A new era of Seattle Sounders player development kicked off on Sunday. In the most important ways, it was a huge success. Wade Webber’s Tacoma Defiance looked dominant in their first-ever MLS Next Pro match against Real Monarchs, traditionally one of the best developmental teams in MLS.
The 4-0 scoreline made it obvious enough — Alfonso Ocampo-Chavez had a brace; Dylan Teves had a goal and an assist; Sam Adeniran closed out the scoring; and there were several other chances that came close. Another first-team loanee, Stefan Cleveland, posted the shutout as well.
In short, the Defiance looked like a team that will enjoy quite a bit of success in this new league, especially when they’ve got a host of players on loan from the first team as they did in their season-opener.
How well this serves to actually develop players — as opposed to just keeping them warm for the first team — remains to be seen, but based on the limited evidence we currently have, there should no real complaints from an on-field perspective.
Off the field, it’s a much more open question.
If, like me, you were trying to watch the game via stream you know what I’m talking about. Unlike previous seasons, Defiance games are only available through the league website. The good news is that it’s free. The bad news is that the quality of the stream reflects the price and screams “minimum viable product.”
From what I’ve been told, the league decided to forgo live camera operators and in-person announcers, instead opting to utilize panoramic cameras that are effectively edited by artificial intelligence with remote announcers operating off a video feed. The result was a choppy broadcast that felt very different from anything we’re used to seeing. Although the camera could track the ball well enough when it was around midfield, it often got lost when passes were played quickly upfield. This was most frustrating when the quick ball-movement resulted in shots that were out of frame, and the AI-camera operator even missed a couple of goals. Compounding the problem was an inability for viewers to pause or rewind the action and the complete lack of replays or on-demand viewing.
In short, it was not a product that appeared to be designed for fan consumption.
I suppose from a purely practical perspective, this makes sense. Talent evaluators have what they need, with access to the unedited panoramic video, and if talent development is the only thing MLS Next Pro is concerned about, this is a defensible position.
But ever since the launch of this new third-division league, we’ve been told that MLS considers this a product that is designed to appeal to fans and that they’re hoping to package these games into the streaming product they’re hoping to sell to broadcasters in the future.
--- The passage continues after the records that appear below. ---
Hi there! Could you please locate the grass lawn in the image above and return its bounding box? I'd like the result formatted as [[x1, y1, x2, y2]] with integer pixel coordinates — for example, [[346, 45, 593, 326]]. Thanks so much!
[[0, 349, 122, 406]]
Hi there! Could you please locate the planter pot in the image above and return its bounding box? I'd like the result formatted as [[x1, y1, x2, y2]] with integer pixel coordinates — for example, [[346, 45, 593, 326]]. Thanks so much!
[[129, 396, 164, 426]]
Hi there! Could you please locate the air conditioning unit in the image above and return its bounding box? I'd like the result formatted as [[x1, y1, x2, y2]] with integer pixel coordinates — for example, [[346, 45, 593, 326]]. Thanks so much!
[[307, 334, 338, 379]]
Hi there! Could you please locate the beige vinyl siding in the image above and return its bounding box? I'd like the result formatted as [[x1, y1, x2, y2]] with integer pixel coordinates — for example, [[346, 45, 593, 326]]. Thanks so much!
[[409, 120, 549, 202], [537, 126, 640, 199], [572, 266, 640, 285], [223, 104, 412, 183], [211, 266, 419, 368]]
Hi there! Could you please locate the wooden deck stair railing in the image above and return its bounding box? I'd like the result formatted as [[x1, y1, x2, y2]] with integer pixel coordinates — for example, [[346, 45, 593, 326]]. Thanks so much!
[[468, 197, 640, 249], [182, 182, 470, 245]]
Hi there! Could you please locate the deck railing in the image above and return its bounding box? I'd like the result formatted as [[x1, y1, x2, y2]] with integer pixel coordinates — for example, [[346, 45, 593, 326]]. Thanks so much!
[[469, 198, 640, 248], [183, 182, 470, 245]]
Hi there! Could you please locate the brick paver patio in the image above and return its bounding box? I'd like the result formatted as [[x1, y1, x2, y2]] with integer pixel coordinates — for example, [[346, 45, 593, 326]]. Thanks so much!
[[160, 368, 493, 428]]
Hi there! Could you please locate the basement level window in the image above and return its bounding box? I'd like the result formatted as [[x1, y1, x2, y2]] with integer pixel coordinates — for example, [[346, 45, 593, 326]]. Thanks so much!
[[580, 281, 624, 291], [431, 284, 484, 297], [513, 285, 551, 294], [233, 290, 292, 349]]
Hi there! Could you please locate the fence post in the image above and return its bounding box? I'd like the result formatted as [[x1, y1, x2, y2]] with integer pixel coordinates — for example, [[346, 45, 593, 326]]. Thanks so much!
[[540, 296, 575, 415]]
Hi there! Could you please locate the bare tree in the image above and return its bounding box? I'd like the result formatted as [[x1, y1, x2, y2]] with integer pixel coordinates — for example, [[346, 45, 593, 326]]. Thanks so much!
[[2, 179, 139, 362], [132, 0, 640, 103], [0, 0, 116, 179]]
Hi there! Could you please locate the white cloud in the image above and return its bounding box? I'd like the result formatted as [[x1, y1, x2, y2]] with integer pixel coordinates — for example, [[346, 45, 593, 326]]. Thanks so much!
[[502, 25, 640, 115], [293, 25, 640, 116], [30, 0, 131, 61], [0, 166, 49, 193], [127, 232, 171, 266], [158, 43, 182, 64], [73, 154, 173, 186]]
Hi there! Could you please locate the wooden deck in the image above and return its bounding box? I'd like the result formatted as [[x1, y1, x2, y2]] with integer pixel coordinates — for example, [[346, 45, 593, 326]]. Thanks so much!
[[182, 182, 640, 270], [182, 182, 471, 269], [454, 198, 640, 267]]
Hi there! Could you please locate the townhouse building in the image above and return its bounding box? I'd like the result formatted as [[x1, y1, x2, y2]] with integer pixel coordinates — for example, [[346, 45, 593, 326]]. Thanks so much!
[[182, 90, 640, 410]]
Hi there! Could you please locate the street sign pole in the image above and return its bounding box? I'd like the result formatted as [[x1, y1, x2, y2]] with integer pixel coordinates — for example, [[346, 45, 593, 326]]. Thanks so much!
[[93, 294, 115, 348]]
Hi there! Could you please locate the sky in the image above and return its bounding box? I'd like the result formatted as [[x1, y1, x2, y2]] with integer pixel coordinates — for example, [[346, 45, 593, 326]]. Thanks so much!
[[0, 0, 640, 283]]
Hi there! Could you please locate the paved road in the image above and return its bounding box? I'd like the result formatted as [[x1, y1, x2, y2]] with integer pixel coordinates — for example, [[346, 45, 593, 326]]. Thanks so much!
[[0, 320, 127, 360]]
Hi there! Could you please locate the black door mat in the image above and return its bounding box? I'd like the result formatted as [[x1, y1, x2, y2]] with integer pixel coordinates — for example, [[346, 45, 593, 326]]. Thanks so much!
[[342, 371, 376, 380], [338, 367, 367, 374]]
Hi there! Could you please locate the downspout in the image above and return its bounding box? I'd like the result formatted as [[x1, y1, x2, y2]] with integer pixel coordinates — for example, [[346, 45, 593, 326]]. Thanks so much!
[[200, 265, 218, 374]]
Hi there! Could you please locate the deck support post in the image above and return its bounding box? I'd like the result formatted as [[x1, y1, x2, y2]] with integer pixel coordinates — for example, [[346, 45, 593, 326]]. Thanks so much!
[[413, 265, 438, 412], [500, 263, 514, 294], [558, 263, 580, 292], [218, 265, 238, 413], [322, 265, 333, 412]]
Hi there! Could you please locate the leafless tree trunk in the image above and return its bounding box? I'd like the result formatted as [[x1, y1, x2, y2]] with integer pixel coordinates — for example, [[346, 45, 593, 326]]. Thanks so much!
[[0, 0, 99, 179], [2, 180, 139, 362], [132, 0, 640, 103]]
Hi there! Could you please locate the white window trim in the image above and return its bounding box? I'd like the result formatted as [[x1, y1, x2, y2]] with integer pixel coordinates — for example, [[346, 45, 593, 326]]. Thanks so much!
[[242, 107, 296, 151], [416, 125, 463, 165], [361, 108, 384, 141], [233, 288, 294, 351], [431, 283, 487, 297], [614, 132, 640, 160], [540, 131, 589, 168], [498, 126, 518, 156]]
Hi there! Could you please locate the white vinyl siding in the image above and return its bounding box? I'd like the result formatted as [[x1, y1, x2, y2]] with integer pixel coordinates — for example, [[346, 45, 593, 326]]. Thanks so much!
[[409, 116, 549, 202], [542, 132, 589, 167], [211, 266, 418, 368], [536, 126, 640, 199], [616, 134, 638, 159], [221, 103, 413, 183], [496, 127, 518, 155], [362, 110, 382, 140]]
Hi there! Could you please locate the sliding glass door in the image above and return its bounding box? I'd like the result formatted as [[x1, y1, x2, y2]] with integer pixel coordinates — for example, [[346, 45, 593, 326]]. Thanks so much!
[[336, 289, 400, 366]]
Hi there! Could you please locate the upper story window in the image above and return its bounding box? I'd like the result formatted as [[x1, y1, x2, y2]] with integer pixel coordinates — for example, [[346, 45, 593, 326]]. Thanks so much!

I have been told that some of these issues are likely to be addressed in the short term. The nature of AI is that it is a learning technology and will naturally improve with time, and viewers should have some basic stream controls within weeks. I think it’s perfectly reasonable to expect the quality will improve, even if only marginally, in the near term and they’re apparently hoping to get to the point where they can show replays and offer on-demand viewing. I’m also sensitive to the idea that the league promised to be innovative both on and off the field from the start, and some growing pains are to be expected. It’s even possible that I just happened to watch a particularly bad stream.
None of this does much to disabuse me of my initial skepticism, however. Launching a new league is not easy and elevating its relevance in the minds of fans can be even more difficult.
From the beginning, officials have been pushing back against the perception that this is just going to be a reserve league by a different name. I’m willing to believe that the quality of play will, indeed, be elevated from that poor standard. But it’s also worth considering that for all its problems, the reserve league’s streaming quality was often better than what we saw from MLS Next Pro during its inaugural weekend. While it’s tempting to chalk this up to “week 1 problems” the reality is that this league was publicly unveiled more than eight months ago and it’s a bad sign that the streaming product was ever in this state. I don’t think prospective fans are going to be completely turned off by one bad game, but the longer it takes to address these issues the harder the job will be in winning them back.